Dans une tribune au « Monde », l’éthologue Pierre Jouventin et l’économiste Serge Latouche interrogent la capacité de l’homme à préserver l’équilibre entre les ressources naturelles et ses activités.
Tribune. A la question de la compatibilité entre l’économie capitaliste et la préservation de la nature, ou autrement dit, entre le culte de la croissance et l’écologie, la réponse devrait apparaître évidente à toute personne sensée : une croissance infinie est incompatible avec une planète finie. Cependant, cette évidence que des gamines de 14 ans nous rappellent judicieusement semble inconcevable aux responsables politiques et économiques. Elle fait l’objet d’un déni de leur part à tous, y compris, voire surtout, des ministres de l’environnement, qui se gargarisent de l’affirmation de la compatibilité de l’économie et de l’écologie.

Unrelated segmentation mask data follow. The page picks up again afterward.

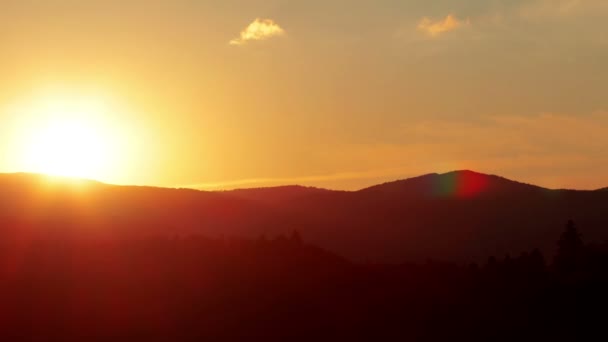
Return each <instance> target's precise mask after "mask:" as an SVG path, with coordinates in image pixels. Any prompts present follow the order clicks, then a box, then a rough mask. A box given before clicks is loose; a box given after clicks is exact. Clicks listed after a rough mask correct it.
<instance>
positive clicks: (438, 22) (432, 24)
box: [417, 14, 470, 37]
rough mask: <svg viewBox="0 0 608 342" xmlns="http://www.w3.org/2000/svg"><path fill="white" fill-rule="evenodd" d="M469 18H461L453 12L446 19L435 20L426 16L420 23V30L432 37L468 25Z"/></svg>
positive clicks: (417, 27)
mask: <svg viewBox="0 0 608 342" xmlns="http://www.w3.org/2000/svg"><path fill="white" fill-rule="evenodd" d="M469 24H470V23H469V21H468V20H465V21H463V20H460V19H458V18H456V16H454V15H453V14H449V15H448V16H447V17H445V18H444V19H440V20H433V19H431V18H429V17H424V18H422V19H421V20H420V22H419V23H418V27H417V29H418V31H420V32H423V33H425V34H427V35H429V36H431V37H437V36H439V35H441V34H443V33H447V32H450V31H454V30H457V29H459V28H461V27H463V26H468V25H469Z"/></svg>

« Pendant trois-cent-mille ans, “Homo sapiens” a vécu en équilibre avec son milieu »
L’homme ne peut survivre qu’en symbiose avec l’écosystème terrestre, qui lui fournit les substances dont il se nourrit, qu’il utilise ou qu’il rejette. N’importe quel animalcule [animal microscopique] dépourvu de cerveau met en œuvre une stratégie adaptative de survie à long terme – sinon, il n’existerait plus depuis longtemps. Pendant trois-cent-mille ans, Homo sapiens a lui aussi vécu en équilibre avec son milieu, se déplaçant quand les végétaux et animaux autour de son campement se faisaient rares, laissant les ressources naturelles se renouveler.
Vers 1850, la « révolution industrielle » a propulsé l’économie de croissance, mais aussi accru notre impact sur la planète. Pendant la durée de vie des auteurs du présent article, la population mondiale a triplé, toute la planète a été colonisée et l’agriculture intensive a épuisé 40 % des sols, les pesticides appauvrissant la biodiversité et les écosystèmes. Les prédictions pessimistes du Groupe d’experts intergouvernemental sur l’évolution du climat (GIEC) sont même dépassées, et nous rédigeons ce texte pendant une canicule record prématurée, en dépit des climatosceptiques.
Un phantasme de recréation
La modernité a mis en œuvre un projet prométhéen d’artificialisation du monde dont nous commençons enfin à percevoir le danger pour notre espèce, alors qu’aucune autre planète habitable n’a jamais été découverte. Ce phantasme de recréation propre à la modernité occidentale est le résultat d’une double rupture à la fois pratique et conceptuelle : l’artificialisation du monde liée à l’émergence de l’imaginaire technoscientifique d’une part, et la marchandisation du monde liée à l’émergence de l’imaginaire économique d’autre part. La menace, chaque jour plus prégnante, d’un effondrement de la civilisation, sinon d’une disparition de l’espèce, suffira-t-elle à nous faire faire demi-tour et à nous reconvertir de prédateurs en jardiniers ? ?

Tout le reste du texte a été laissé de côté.